When Oscar sensed a patient was a death’s doorstep, he would quietly pad into the room and remain until the patient passed away. Dr. David Dosa, an attending physician at the Steere House who was first quite dubious about Oscar’s talent, described the cat’s unusual behavior in a 2007 article in the New England Journal of Medicine:
Mrs. K. is resting peacefully in her bed, her breathing steady but shallow. … Oscar jumps onto her bed and sniffs the air. He … turns around twice before curling up beside Mrs. K.
A nurse walks into the room to check on her patient. She pauses to note Oscar’s presence. Concerned, she … grabs Mrs. K.’s chart off the medical-records rack and begins to make phone calls.
Within a half hour the family starts to arrive. … Oscar has not budged, instead purring and gently nuzzling Mrs. K.
A young grandson asks his mother, “What is the cat doing here?” The mother, fighting back tears, tells him, “He is here to help Grandma get to heaven.”
Thirty minutes later, Mrs. K. takes her last earthly breath. With this, Oscar sits up, looks around, then departs the room so quietly that the grieving family barely notices.
Dr. Dosa at first worried that people would be frightened by this furry grim reaper, especially after he published the first account of Oscar in 2007. Yet, quite the contrary, caretakers and family members found this unique cat a comforting presence at one of life’s most difficult moments — death. ”People actually were taking great comfort in this idea, that this animal was there and might be there when their loved ones eventually pass,” Dosa said. “He was there when they couldn’t be.”
To illustrate his point, Dr. Dosa notes that Oscar has been thanked in more than one newspaper eulogy. ”Maybe they’re seeing what they want to see,” he said, “but what they’re seeing is a comfort to them in a real difficult time in their lives.”

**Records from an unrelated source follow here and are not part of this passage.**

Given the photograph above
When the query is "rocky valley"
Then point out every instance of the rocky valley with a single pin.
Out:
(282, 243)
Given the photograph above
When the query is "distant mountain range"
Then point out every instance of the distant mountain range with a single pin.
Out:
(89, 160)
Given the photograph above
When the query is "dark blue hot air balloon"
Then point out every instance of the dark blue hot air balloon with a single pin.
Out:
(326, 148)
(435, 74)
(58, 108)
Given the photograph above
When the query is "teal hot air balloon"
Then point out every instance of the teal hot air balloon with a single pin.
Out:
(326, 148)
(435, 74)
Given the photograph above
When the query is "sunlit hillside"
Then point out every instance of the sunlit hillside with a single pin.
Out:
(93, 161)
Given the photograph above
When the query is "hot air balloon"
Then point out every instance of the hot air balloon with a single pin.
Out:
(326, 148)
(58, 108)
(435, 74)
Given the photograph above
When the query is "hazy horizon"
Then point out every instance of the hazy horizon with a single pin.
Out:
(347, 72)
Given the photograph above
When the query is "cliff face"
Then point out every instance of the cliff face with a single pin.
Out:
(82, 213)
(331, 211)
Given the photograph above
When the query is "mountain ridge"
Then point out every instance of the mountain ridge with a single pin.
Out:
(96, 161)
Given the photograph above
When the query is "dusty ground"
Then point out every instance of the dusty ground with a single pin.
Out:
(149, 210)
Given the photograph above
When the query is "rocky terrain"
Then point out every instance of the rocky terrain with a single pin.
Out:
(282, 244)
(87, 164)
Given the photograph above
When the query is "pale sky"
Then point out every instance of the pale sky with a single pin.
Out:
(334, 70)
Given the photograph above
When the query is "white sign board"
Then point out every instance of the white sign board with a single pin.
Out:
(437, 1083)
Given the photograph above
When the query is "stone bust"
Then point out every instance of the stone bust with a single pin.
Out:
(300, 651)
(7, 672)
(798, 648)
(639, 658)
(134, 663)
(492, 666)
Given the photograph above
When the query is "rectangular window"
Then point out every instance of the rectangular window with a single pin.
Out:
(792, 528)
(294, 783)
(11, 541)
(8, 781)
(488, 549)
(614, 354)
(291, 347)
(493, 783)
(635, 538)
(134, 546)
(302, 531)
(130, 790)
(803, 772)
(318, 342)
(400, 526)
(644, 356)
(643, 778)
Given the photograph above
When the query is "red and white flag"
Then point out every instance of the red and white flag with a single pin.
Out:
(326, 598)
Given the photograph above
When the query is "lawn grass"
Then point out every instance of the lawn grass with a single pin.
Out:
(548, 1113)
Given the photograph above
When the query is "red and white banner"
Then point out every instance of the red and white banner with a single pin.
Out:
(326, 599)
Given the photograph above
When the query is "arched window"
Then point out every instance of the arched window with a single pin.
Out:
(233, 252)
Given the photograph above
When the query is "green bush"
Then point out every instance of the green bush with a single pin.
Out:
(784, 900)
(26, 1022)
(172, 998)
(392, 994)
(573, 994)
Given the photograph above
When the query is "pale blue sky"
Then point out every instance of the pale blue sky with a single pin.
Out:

One time, the nurses preempted Oscar and placed him in the bed of a man they were sure would die that day. Oscar was indignant and would not stay with the man. The nursing staff thought Oscar had lost his touch. However, it turns out, Oscar was more perceptive than the medical professionals and the patient lived a few more days. But true to form, in the man’s final hours, Oscar jumped up on his bed without prompting and held his bedside vigil.
Now, of course, one must challenge cause and effect and wonder if somehow Oscar the cat was snuffing out his patients! Imagine if you were “coincidentally” present at 50 death scenes….would law enforcement not raise an eyebrow? Fortunately, there is no evidence that Oscar is doing anything but bringing comfort to people in their last dying hours.
Over the years, Dr. Dosa grew extremely fond of Oscar and became truly convinced that this tortoiseshell cat has a unique intuitive knowledge about death that was escaping even the best doctors and nurses. In 2010, Dosa published a book entitled Making Rounds With Oscar: The Extraordinary Gift of an Ordinary Cat. At that time Oscar had correctly predicted 50 deaths. In the book, Dosa recounts stories of families who embraced Oscar and his unique ability.